(591e) Using Genome-Scale Metabolic Models and Machine Learning to Design Condition-Specific Combination Therapies

Background: Antibiotic resistance is a rapidly growing problem worldwide, especially as the supply of novel antibiotics dwindles. A promising solution is combination therapy, but the current trial-and-error approach for finding optimal drug combinations is time consuming and expensive. In addition, the growth environment of the pathogen greatly influences the potency of antibiotics^1,2, and the duration of antibiotic treatment impacts the rise of both drug resistance and collateral sensitivity to other antibiotics³. To address these challenges and expedite drug discovery, here we present a novel approach that can evaluate drug combination therapies using multiple factors that play a critical role in impacting drug resistance. Our approach uses flux data inferred from genome-scale metabolic models (GEMs) in combination with machine learning (ML) to predict condition-specific combination therapy outcomes. This approach overcomes the limitations of existing methods that do not account for diverse pathogen growth conditions, time intervals between treatments, and lack the flexibility to simultaneously use diverse data types^4–6.

Methods: We developed a data-driven approach called Condition-specific Antibiotic Regimen Design in silico using GEMs (CARDiG), which involves a two-step modeling process. First, high-throughput omics data and metabolite composition of the extracellular environment serve as GEM inputs to determine flux profiles in response to drug treatment and growth in defined media, respectively (Figure 1A). Second, GEM-derived flux profiles and drug interaction data serve as inputs to train a ML model that predicts interaction outcomes for novel drug combinations (Figure 1B).

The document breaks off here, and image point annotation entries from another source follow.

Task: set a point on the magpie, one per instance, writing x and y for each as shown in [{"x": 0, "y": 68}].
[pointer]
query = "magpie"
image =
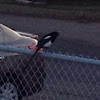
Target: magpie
[{"x": 44, "y": 42}]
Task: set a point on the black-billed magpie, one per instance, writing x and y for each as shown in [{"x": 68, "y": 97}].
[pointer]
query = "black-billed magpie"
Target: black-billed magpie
[{"x": 45, "y": 42}]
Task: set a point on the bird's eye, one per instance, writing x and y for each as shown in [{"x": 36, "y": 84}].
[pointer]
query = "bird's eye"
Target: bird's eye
[{"x": 47, "y": 37}]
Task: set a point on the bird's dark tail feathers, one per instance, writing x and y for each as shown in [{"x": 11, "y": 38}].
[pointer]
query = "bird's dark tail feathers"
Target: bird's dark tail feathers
[{"x": 31, "y": 59}]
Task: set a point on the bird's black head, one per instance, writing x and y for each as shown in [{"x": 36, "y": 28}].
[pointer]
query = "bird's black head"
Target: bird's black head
[{"x": 54, "y": 36}]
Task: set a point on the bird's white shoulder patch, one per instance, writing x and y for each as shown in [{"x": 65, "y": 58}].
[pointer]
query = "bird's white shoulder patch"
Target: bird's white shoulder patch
[{"x": 47, "y": 37}]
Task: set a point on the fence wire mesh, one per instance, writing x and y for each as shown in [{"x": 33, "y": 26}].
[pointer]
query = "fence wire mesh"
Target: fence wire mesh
[{"x": 48, "y": 79}]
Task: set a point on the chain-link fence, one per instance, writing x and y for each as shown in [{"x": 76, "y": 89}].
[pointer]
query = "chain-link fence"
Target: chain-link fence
[{"x": 50, "y": 76}]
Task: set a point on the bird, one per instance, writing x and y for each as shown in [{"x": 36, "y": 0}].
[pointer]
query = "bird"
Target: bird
[{"x": 45, "y": 42}]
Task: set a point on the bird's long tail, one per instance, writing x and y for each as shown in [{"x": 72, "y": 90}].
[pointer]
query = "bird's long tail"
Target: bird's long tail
[{"x": 31, "y": 59}]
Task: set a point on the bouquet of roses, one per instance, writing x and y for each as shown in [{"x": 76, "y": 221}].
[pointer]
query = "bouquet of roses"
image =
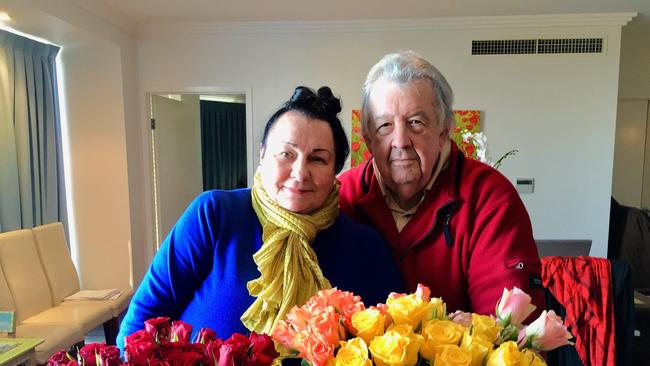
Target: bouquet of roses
[
  {"x": 167, "y": 343},
  {"x": 334, "y": 328}
]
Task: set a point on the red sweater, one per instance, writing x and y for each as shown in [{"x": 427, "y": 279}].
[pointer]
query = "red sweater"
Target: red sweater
[{"x": 470, "y": 237}]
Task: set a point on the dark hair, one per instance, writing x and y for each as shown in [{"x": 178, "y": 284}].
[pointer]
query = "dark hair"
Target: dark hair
[{"x": 322, "y": 105}]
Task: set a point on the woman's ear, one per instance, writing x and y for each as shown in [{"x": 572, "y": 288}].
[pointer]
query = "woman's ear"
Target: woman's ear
[{"x": 262, "y": 151}]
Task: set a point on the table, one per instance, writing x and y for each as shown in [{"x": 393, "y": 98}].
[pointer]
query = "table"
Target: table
[{"x": 22, "y": 352}]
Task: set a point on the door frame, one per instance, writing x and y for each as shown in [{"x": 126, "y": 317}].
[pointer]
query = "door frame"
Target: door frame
[{"x": 153, "y": 212}]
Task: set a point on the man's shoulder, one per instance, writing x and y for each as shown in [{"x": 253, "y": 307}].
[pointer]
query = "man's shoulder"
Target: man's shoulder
[
  {"x": 484, "y": 178},
  {"x": 352, "y": 183}
]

We determined metabolic flux profiles in response to drug treatment and condition-specific growth by constraining the E. coli GEM iJO1366⁷ and the Mycobacterium tuberculosis (M. tb) GEM iEK1011⁸. Specifically, we used chemogenomic data for E. coli⁹ and transcriptomic data for M. tb⁶ to infer differential single-gene knockout fitness and differential gene expression, respectively. This yielded individual sets of differentially regulated genes that were imposed as GEM constraints to determine flux profiles for single drug treatments. To determine growth media flux profiles, we referred to the availability of metabolites present within a media condition to constrain the GEMs.

Prior to ML model training, we processed drug and media flux profiles to determine joint profiles for all combinations of interest. These profiles were comprised of three pieces of information: (a) the combined effect of all treatments (i.e. sigma scores), (b) the unique effect of individual treatments (i.e. delta scores), and (c) the overall metabolic entropy (i.e. entropy scores) as defined by Zhu et al.¹⁰ for drug and media flux profiles. We trained the ML algorithm - Random Forests, to associate these three feature patterns to drug combination outcomes. Using the trained ML model, we predicted outcomes for new drug combinations based on their feature information alone. We then compared our predictions against experimental data by calculating the Spearman correlation and the area under the receiver operating curve (AUROC).

Results: We benchmarked CARDiG against previous approaches by directly comparing our prediction accuracy against those reported in literature and evaluated their performance for five different cases:

1. pairwise drug interaction outcomes for E. coli⁴
2. three-way drug interaction outcomes for E. coli⁵
3. pairwise drug interaction outcomes for E. coli cultured in M9 glycerol media⁵
4. pairwise and three-way drug interaction outcomes for M. tb⁶
5. interaction outcomes for pairwise to five-way TB regimens used in clinical trials¹¹

Of note, the first, second, and fourth cases tested the model’s ability to predict novel combinations involving drugs with unseen mechanisms of action. The third case assessed whether the model could predict drug interaction outcomes in a new growth environment, while the fifth case ascertained if predicted outcomes corresponded with clinical efficacy. Table 1 provides a summarized comparison of CARDiG results against those reported in literature. Overall, we found that our approach retained high accuracies in predicting combination therapy outcomes for a diverse set of test cases based on both E. coli and M. tb data. This is notable given that our approach uses data on metabolic genes alone, suggesting that metabolism plays an important role in determining drug interactions.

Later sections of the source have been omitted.